Blessings, Margo                    

Sunday, October 2, 2005

Yet Again, Good News, Bad News

The good news is, I am managing to get down 30 grams of protein-mostly in the form of protein drink with a little yogurt on the side. The bad news is that I am not close to 48 oz of liquid required to go off TPN ( IV feeding) I am hoping my surgeon will bend a bit. There is another problem, too.  

I really only like cold beverages, mostly water. Ice cold. Before surgery, in mid-winter, I could chug 20 oz of ice water in one sitting with no problem and never feel cold. The last two mornings, I awoke thirsty, and tried to take advantage of it by sipping 10-15 oz of ice water in an hour or so, and was rewarded by my core temperature dropping like a stone.  

I couldn't stop shaking, ending up on the recliner wrapped in 2 quilts, with a scarf around my head, sipping decaf tea(which I do not like) while my body shook and rattled and rolled, my heart pounded-I had to take nitrostat-and I struggled to breath. It lasted 3 hours yesterday, but only 40 minutes today. I can learn, you know. I will call my doc tomorrow, but my friend who's a nurse said I gave classic symptoms of core temperature drop. She suggests tea or bullion first thing in the morning. Ugh. But I will do it.  

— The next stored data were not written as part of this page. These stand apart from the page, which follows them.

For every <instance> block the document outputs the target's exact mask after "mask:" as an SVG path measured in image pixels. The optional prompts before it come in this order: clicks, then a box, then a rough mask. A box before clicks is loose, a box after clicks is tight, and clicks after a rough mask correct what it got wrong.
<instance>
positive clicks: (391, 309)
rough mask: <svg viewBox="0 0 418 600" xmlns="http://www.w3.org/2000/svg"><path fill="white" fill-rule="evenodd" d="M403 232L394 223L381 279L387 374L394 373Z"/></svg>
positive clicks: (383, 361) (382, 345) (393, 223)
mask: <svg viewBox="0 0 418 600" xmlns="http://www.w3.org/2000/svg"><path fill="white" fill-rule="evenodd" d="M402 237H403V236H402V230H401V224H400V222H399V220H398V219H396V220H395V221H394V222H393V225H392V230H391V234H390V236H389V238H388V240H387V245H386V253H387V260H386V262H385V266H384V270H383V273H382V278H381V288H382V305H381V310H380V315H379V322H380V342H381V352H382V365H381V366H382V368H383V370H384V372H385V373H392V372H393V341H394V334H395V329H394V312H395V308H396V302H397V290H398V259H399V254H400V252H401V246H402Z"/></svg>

 I am still hoping to go to PA to see my parents with out the TPN- it is such a hassle to travel with the whole breathing apparatus stuff, that to add pump, pole, TPN liquid, and all the paraphernalia that goes along with it makes it almost not worth going. Alas, My Mom is not well, and I can no longer hop on a plane and fly out to Denver to see her if she takes really ill, so I am determined to go this week!